DESSERT
Coconut Frosting
Foolproof (p. 228)
Ingredients
- Unsalted butter 1 1/2 sticks
- Egg yolks 4
- Evaporated milk 12 oz
- Vanilla extract 1 tsp
- Almond extract 1/2 tsp
- Light brown sugar 1 1/4 cups
- Sweetened flaked coconut 2 cups
- Blanched sliced almonds 1 cup
- Chopped pecans 1 cup
- Kosher salt 1/4 tsp
Prep
- Sliced almonds - toast
- Eggs - separate and keep yolks only — look at you, operating like a highly paid adult.
Instructions
Melt the butter in a large saucepan over medium heat, while gazing at the pan with pure, unreasonable devotion.

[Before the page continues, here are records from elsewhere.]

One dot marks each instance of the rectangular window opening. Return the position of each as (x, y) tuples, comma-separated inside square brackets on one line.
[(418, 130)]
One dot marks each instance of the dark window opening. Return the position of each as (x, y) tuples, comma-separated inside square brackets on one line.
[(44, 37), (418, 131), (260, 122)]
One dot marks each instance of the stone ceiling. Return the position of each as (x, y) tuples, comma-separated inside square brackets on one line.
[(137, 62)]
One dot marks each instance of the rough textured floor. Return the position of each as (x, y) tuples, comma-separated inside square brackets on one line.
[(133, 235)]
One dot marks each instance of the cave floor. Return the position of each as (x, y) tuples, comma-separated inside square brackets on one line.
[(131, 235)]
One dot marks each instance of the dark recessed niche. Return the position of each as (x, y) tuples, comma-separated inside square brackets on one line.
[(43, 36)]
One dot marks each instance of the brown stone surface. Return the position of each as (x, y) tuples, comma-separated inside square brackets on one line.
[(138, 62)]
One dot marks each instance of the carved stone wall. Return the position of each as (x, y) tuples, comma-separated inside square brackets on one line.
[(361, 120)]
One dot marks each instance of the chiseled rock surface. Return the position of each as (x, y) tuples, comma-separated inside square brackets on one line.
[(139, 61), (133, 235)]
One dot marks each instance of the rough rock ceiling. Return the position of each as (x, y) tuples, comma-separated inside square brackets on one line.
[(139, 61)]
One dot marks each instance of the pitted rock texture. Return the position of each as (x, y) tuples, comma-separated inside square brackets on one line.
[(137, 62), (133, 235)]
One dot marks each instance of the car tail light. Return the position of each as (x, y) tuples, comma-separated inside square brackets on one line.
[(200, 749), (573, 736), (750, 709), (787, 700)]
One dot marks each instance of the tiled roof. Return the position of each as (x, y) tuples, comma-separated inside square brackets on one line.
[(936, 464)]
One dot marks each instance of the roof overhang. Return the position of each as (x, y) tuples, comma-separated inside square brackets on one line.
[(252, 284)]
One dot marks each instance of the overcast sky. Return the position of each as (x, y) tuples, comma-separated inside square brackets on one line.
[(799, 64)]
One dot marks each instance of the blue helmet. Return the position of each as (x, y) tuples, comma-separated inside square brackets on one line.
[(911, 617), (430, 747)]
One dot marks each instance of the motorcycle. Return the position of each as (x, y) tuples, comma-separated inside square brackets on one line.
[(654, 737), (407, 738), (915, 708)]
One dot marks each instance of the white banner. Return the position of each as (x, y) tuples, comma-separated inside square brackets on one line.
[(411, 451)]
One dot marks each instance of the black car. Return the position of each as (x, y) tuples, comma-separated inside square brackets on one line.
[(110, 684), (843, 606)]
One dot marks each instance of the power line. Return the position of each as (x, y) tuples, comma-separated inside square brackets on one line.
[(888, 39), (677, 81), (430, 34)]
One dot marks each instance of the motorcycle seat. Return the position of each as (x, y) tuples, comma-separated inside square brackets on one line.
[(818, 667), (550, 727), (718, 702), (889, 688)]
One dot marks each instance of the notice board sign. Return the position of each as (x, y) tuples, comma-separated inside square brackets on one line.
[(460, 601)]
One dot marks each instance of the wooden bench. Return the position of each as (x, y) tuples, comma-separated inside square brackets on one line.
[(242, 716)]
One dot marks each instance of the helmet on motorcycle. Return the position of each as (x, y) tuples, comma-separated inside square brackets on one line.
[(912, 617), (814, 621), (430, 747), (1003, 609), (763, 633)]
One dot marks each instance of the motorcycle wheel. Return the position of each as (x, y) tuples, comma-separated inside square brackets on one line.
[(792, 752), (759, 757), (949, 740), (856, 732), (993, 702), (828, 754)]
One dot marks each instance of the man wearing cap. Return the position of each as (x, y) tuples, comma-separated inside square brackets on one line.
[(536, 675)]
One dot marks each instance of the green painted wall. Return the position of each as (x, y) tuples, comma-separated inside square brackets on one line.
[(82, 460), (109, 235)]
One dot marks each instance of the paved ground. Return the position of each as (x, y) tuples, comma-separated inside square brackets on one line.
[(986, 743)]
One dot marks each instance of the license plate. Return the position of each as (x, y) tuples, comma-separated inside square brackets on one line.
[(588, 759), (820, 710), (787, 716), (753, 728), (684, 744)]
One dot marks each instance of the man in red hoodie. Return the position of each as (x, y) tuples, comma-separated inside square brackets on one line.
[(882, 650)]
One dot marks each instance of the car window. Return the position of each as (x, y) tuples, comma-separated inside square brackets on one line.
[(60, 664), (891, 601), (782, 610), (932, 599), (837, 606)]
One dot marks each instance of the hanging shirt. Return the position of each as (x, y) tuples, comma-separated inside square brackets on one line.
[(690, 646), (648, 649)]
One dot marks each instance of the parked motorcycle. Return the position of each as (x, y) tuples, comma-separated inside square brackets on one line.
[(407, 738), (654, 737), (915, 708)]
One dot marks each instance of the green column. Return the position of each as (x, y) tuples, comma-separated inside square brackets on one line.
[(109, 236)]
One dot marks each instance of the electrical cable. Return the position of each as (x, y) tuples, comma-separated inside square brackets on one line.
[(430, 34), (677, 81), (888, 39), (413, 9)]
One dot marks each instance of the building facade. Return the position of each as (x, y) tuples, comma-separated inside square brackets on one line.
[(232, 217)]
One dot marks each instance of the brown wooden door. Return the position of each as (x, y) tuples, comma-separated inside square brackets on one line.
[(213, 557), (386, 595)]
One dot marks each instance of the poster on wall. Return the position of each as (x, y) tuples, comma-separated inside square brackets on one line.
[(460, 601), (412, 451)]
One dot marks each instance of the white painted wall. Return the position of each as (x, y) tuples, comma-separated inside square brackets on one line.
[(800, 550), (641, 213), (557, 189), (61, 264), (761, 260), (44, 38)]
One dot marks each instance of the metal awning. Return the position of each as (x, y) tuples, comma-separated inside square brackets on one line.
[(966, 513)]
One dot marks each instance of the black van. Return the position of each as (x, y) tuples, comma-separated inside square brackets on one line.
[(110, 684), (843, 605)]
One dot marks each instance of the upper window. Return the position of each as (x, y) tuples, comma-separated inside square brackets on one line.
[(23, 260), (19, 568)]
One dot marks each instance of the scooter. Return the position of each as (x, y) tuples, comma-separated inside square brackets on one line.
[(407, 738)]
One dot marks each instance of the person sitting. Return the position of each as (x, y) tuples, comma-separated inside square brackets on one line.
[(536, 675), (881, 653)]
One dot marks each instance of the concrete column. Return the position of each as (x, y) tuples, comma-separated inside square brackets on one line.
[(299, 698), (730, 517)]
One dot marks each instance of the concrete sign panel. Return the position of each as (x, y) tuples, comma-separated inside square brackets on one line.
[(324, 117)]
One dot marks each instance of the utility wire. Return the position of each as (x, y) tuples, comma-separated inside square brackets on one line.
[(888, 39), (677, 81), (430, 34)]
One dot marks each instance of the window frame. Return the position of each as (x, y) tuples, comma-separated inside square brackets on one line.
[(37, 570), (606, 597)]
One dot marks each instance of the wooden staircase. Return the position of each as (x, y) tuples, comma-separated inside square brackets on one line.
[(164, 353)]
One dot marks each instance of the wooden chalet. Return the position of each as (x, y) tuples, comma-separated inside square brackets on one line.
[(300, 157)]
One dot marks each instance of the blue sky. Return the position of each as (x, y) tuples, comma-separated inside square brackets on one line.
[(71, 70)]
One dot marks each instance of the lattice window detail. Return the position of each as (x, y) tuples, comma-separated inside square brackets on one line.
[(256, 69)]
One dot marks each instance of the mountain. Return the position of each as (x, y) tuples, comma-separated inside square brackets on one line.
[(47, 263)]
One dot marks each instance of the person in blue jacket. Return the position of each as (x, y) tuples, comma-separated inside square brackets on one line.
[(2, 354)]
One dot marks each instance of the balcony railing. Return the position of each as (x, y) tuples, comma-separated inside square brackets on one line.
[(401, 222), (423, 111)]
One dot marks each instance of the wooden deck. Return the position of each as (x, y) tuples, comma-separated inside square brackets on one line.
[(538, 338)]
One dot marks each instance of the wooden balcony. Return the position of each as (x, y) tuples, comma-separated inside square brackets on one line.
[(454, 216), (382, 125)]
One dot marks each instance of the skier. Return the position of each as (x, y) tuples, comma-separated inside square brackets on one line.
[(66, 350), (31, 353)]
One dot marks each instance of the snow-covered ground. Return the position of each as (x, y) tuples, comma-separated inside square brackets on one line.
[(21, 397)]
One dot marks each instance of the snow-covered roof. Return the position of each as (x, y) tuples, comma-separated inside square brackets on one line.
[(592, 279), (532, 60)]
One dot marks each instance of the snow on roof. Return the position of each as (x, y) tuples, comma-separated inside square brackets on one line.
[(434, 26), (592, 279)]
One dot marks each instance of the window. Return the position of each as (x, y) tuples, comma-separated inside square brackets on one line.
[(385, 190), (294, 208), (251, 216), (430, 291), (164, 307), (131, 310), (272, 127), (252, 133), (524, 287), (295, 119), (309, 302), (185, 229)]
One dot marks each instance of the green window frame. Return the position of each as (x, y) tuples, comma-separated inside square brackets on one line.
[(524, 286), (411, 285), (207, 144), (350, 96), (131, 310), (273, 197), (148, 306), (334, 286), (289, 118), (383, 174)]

Whisk in the evaporated milk, brown sugar, and egg yolks and bring to a simmer over medium heat. Simmer, stirring constantly with a wooden spoon, for about 15 minutes, until slightly thickened. If the mixture looks a bit curdled, beat it vigorously with a whisk. Off the heat, stir in the vanilla extract, almond extract, coconut flakes, almonds, pecans and salt. Allow to cool for about an hour. Frost the cupcakes with a knife or small metal spatula.